I have Bluetooth speakers which I would like to automatically connect to when I log in to my desktop computer. What is a reliable way to accomplish this on Fedora Workstation 33 please?
I can manually connect to the speakers using GNOME’s bluetooth settings GUI or execute bluetoothctl connect C8:84:47:XX:XX:XX
in terminal (with my true MAC address, redacted here). The bluetooth speakers are AC powered and have power-saving features disabled - they are always on and ready to connect.
A systemd user service seems to be one option, however I can’t get this method to work yet. Here’s what I have tried so far.
I have a file ~/.config/systemd/user/bluetooth-soundbar.service with the following contents:
[Unit]
Description=Connect to soundbar at login
[Service]
Type=oneshot
ExecStart=bluetoothctl connect C8:84:47:XX:XX:XX
[Install]
WantedBy=default.target
I enabled and started the new service with systemctl --user enable bluetooth-soundbar.service && systemctl --user start bluetooth-soundbar.service
I tried adding BindsTo=bluetooth.service
and/or After=bluetooth.target
to the [Unit] section as recommended in the documentation, however these do not appear to have any effect.
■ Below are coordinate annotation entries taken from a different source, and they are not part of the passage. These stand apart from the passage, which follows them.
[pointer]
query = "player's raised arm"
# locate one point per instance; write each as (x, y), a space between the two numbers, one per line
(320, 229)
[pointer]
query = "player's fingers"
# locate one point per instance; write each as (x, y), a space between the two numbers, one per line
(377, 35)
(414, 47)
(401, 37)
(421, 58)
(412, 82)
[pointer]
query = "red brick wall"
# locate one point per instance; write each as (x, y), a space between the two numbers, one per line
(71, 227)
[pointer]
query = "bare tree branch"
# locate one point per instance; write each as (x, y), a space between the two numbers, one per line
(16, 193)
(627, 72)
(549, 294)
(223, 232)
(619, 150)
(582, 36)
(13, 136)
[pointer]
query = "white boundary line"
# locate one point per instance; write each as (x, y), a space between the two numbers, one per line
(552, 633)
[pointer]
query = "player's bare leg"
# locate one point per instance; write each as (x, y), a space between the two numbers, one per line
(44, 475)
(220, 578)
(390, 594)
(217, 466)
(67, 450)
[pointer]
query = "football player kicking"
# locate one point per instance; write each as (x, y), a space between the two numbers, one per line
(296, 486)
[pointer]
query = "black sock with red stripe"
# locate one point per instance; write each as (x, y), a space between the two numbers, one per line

I also tried with ExecStart=/bin/sh -c "bluetoothctl connect C8:84:47:XX:XX:XX"
(instead of using the command by itself).
/etc/bluetooth/main.conf has AutoEnable=true by default, and systemctl status bluetooth shows bluetooth running automatically and by default after login.
The Arch wiki mentions adding “load-module module-switch-on-connect” to /etc/pulse/default.pa, however when I tried this I had no sound or sound settings after rebooting so reverted to the default file.
What am I missing please? Can this be accomplished, and is systemd the correct tool for something like this?